What caused Keshav immense sorrow was that his Motherland was under an oppressive foreign rule. Influenced by Veer Savarkar he came to the conclusion that creation of nationalist feelings and self-confidence that cohesion amongst the Hindus was essential pre-requisite for wresting freedom from the British.Rashtriya Swayamsevak Sangh( RSS) founded by him in Nagpur on Vijaya Dashmi Day in 1925 was to be the instrument to achieve this end. Dr Hedgewar never used to impose his ideologies on others. In fact, even for naming of Sangh, Doctorji arranged a baithak in his house . Three names were suggested after elaborate discussions. They were: 1. Rashtriya Swayamsevak Sangh (RSS); 2. Jaripataka Mandal; 3. Bharatoddharak Mandal. The name RSS was finally decided upon.
Had he lived longer , he might have given a new direction to the national politics and freedom movement , but destiny wished otherwise. He breathed his last on June 21,1940 in Nagpur.
Such was Keshav
On June 22 1897 on the occasion of Queen Victoria completing 60 years of her ascent to the British Throne sweets were being distributed in schools.
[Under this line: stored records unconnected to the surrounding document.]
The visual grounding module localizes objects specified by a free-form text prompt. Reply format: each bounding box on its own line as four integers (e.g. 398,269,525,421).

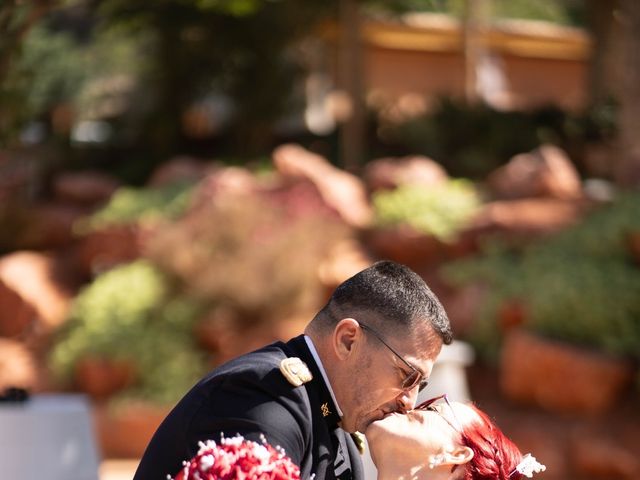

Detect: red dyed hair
460,404,522,480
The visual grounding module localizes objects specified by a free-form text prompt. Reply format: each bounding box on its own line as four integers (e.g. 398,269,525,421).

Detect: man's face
334,325,442,432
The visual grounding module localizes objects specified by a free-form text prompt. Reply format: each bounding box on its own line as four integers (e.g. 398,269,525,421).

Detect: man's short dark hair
314,260,453,345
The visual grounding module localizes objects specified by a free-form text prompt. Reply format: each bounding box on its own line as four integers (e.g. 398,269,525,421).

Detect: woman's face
365,402,479,476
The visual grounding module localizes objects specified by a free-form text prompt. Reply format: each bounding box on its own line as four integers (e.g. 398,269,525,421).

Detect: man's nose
396,385,418,413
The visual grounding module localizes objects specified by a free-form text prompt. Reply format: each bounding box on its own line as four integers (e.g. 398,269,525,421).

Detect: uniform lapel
288,335,363,480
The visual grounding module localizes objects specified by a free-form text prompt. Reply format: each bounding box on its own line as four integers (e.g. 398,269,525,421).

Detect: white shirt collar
304,335,342,418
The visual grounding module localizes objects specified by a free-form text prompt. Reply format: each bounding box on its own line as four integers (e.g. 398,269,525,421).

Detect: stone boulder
0,338,39,392
272,144,373,228
487,145,583,200
469,198,590,237
0,251,72,334
364,155,449,191
500,328,633,415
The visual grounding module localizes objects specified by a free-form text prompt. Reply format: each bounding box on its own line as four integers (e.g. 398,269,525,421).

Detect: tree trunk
340,0,365,173
587,0,623,106
463,0,489,104
616,0,640,187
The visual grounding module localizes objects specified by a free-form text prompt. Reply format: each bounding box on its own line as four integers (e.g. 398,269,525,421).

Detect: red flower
175,435,300,480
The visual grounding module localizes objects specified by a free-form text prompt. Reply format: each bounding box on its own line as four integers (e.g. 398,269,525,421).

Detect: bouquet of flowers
169,435,300,480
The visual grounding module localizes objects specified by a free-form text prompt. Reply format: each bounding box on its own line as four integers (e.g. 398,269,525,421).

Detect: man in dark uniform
134,261,452,480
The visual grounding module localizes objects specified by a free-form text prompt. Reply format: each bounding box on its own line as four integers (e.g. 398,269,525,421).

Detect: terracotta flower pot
94,403,170,458
625,230,640,265
500,328,633,414
74,357,136,401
Children were rushing to their schools to have sweets. But amidst all this, one young boy was not happy. He threw away the sweets given to him, and sat alone in a corner brooding.
A true patriot
Keshav was deeply inspired from the heroic life of Shivaji.At the time when patriotic personalities like Lokmanya Tilak, Mahatma Gandhi, etc., were fighting to put an end to the oppressive rule of the British, Keshav eagerly used to listen to the their speeches. He took pledge to liberate Bharatmata from the clutches of British imperialism.
In 1905 Lord Curzon, the then Viceroy of Bharat, partitioned the Bengal Province into two. This provoked thousands of youths to revolt against the British. This was the time when Vande Mataram had become the refrain of the freedom struggle.
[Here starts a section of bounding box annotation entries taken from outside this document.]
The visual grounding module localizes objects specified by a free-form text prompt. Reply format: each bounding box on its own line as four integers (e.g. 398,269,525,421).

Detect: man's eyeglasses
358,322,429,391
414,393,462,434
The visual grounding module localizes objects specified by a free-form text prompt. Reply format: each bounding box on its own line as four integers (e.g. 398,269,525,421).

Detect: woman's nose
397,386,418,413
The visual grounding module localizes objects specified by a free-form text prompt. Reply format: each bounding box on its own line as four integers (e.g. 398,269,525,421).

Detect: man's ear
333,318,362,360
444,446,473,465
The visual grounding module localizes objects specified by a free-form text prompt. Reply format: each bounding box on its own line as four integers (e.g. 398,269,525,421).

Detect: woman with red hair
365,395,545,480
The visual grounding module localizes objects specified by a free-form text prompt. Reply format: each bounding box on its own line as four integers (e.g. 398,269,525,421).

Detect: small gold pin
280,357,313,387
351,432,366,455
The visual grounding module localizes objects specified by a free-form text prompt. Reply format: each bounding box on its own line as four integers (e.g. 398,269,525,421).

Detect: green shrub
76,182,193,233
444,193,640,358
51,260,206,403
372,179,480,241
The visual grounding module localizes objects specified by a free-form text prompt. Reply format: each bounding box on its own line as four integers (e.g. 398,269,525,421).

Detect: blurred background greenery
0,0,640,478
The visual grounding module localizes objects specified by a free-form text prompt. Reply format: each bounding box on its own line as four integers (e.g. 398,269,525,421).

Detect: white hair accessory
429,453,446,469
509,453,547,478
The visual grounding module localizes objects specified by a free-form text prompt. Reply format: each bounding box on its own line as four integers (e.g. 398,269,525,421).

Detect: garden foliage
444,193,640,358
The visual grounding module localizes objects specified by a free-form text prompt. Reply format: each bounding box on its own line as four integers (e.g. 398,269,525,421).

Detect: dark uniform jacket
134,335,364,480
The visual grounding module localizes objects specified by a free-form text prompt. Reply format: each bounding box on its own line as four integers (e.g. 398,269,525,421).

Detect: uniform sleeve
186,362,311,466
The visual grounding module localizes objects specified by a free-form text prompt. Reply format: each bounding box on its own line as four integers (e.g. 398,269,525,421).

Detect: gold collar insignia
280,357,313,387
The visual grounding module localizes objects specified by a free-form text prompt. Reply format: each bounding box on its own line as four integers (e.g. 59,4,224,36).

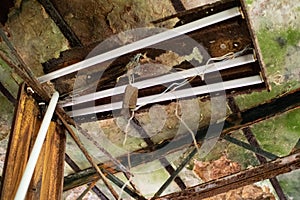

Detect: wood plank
40,122,66,199
1,86,39,200
64,88,300,190
0,85,66,200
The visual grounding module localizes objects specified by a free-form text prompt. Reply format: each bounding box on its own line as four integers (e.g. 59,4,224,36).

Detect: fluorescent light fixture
60,54,255,107
67,75,263,117
38,7,241,83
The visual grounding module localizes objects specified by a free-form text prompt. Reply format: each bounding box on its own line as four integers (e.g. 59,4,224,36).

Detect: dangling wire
175,100,200,155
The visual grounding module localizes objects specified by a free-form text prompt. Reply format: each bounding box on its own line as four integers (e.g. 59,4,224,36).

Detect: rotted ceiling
0,0,298,199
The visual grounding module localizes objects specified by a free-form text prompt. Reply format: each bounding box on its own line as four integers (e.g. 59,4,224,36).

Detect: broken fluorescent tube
67,75,263,117
38,7,241,83
60,54,255,107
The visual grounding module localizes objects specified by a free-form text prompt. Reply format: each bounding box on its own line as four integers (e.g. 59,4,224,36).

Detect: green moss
236,28,300,109
235,81,300,110
190,132,259,169
246,0,253,5
278,170,300,199
252,110,300,156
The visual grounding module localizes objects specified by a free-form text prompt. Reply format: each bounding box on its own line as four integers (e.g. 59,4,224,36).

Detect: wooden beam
64,88,300,190
0,85,66,199
156,153,300,200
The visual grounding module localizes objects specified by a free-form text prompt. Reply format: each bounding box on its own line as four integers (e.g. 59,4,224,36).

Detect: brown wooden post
0,86,66,200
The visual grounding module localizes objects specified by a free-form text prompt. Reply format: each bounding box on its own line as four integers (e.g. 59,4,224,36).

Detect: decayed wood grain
64,89,300,190
1,86,66,200
1,86,39,200
40,122,66,199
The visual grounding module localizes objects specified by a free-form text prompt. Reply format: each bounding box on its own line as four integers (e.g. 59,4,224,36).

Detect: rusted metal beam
0,0,14,25
1,85,66,199
65,88,300,189
132,117,186,190
291,139,300,154
223,135,278,160
156,153,300,200
154,148,198,197
0,82,17,106
242,127,287,200
65,154,108,200
171,0,185,12
228,97,287,200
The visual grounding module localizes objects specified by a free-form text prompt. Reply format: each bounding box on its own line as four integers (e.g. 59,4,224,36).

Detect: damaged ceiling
0,0,300,199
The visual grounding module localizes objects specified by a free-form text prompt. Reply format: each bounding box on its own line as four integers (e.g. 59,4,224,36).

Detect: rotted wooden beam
155,153,300,200
64,88,300,189
0,84,66,199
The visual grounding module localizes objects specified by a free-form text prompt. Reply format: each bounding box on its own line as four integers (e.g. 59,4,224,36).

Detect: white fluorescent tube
60,54,255,107
67,75,263,117
14,92,59,200
38,7,241,83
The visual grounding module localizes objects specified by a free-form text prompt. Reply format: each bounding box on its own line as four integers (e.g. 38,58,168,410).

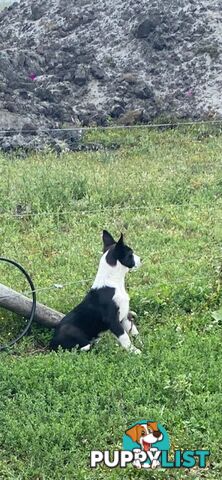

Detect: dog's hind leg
121,315,139,337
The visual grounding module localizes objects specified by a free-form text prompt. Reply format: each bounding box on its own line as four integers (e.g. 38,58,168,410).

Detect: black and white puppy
50,230,141,353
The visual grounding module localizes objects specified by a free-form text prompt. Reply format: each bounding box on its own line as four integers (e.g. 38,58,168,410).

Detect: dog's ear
125,425,141,443
116,233,124,246
102,230,116,253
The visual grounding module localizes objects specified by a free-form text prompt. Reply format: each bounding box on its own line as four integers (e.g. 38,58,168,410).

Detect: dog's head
126,422,163,452
102,230,141,269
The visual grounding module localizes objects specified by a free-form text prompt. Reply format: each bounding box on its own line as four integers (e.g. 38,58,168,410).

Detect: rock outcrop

Keshav was then studying in Neel City High School of Nagpur. The very mention of Vande Mataram used to enrage the British. One day an officer of the Department of Education arrived for inspection of the Neel City High School. The Inspector set out for inspection along with the Headmaster of the school. Barely had they reached the threshold of the classroom when, like a bolt from the blue, a deafening cry of Vande Mataram rang out of that classroom piercing the ears of the duo. The Inspector was angry beyond words. The Inspector thundered, “This is treason. Who is singing Vande Mataram? Debar these students from the school. They should be punished mercilessly.” Passing strict orders, he left the school in a huff.
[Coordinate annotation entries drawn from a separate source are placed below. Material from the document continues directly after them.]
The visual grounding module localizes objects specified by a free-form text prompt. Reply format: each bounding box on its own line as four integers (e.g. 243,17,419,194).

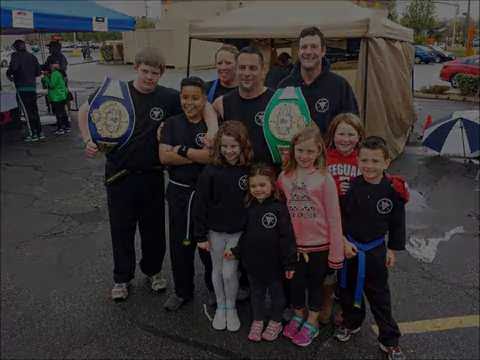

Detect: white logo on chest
255,111,265,126
149,107,164,121
315,98,330,112
262,213,277,229
377,198,393,215
238,175,248,191
195,133,205,147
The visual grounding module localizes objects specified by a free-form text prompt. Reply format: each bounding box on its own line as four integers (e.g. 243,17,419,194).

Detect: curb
413,91,480,103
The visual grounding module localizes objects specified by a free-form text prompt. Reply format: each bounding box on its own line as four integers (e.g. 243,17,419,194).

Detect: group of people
6,39,70,142
79,27,408,359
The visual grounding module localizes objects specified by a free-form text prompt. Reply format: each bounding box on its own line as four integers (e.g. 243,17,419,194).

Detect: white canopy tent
189,1,415,157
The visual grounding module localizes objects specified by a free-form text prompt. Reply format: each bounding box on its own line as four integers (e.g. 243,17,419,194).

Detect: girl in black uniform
193,121,252,331
225,164,296,341
159,76,213,311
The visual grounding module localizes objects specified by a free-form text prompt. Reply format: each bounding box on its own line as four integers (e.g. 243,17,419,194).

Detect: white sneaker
212,306,227,330
227,308,240,331
150,271,167,291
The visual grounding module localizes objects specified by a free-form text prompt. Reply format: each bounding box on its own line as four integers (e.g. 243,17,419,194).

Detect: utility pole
463,0,470,47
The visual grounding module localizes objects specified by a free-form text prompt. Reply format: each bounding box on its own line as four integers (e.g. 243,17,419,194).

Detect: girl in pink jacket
278,126,344,346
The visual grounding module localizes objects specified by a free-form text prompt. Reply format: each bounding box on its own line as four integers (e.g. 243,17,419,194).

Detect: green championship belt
263,86,312,164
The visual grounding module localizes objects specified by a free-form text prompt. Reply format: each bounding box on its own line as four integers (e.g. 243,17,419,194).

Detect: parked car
415,45,436,64
428,46,456,62
440,55,480,88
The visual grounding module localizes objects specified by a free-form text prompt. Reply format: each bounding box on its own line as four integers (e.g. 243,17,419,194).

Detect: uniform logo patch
195,133,206,147
262,212,277,229
238,175,248,190
377,198,393,215
149,107,164,121
255,111,265,126
315,98,330,112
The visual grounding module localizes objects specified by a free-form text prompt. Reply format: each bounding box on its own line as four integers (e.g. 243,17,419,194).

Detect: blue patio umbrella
422,110,480,158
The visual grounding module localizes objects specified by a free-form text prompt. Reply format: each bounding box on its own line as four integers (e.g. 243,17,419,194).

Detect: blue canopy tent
1,0,135,34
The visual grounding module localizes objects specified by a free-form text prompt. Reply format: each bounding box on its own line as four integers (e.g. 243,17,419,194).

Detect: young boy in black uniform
159,76,215,311
335,136,405,360
78,48,181,301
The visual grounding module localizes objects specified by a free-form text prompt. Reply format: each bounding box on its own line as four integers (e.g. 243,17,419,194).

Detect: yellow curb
372,315,480,335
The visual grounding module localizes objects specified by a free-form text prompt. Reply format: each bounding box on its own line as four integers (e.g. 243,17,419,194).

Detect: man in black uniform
213,46,274,300
159,76,215,311
278,26,358,323
278,27,358,134
213,46,273,164
335,136,405,360
7,40,44,141
78,48,182,300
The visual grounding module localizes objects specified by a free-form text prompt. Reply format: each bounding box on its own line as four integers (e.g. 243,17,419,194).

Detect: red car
440,55,480,88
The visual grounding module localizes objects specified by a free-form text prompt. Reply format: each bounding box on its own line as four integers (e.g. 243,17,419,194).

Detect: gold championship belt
88,77,135,152
263,86,312,164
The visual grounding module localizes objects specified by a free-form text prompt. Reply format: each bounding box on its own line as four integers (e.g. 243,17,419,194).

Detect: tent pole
187,36,192,77
363,38,369,127
460,120,467,163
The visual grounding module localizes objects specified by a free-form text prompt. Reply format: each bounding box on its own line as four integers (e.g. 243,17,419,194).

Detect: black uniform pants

As none disclosed the name of their leader, all the students of both the classes which had sung Vande Mataram were suspended from the school. It was Keshav who had kindled the flame of patriotism in the bosoms of his fellow-students to sing Vande Mataram. Keshav never set foot in that school again.
|Adventurous by nature
Hedgewar was adventurous by nature. His spirit rose whenever he was confronted with a challenging task. Once the well in his backyard was to be readied for an annual worship. It was full of dirt and mire. Keshav along with his two brothers took it upon themselves to clean the well. They did not inform about this plan to the elders in the house, fearing that they might prevent them. Then the trio drew out all the soiled muddy water from the well, removed the accumulated dirt at night and quietly went to bed before morning. The others in the house were surprised to find fresh and clean water shining in the well the next morning.
A devoted student
At the close of the nineteenth century, Keshav’s parents died due to plague. Keshav was just thirteen then. After the sudden demise of his parents, Keshav's hardship knew no bounds. All the household chores like cutting wood, drawing water, cooking, etc., fell on Keshav’s shoulders and his elder brother Sitarampant. Sometimes they had to go without food and had to roam about with torn clothes on their person. But Keshav was full of self-respect. Often even when he was hungry, he would not approach his friends for food. It was not in his nature to stretch his hand before anybody. Despite travails, his attention to his studies was never affected.
He was always ahead in his class and a favourite student of his teachers. He was sober and spoke sparingly. He established instant rapport with others, and others too longed for his company. The daily four-mile run to the school never proved to be a problem for him.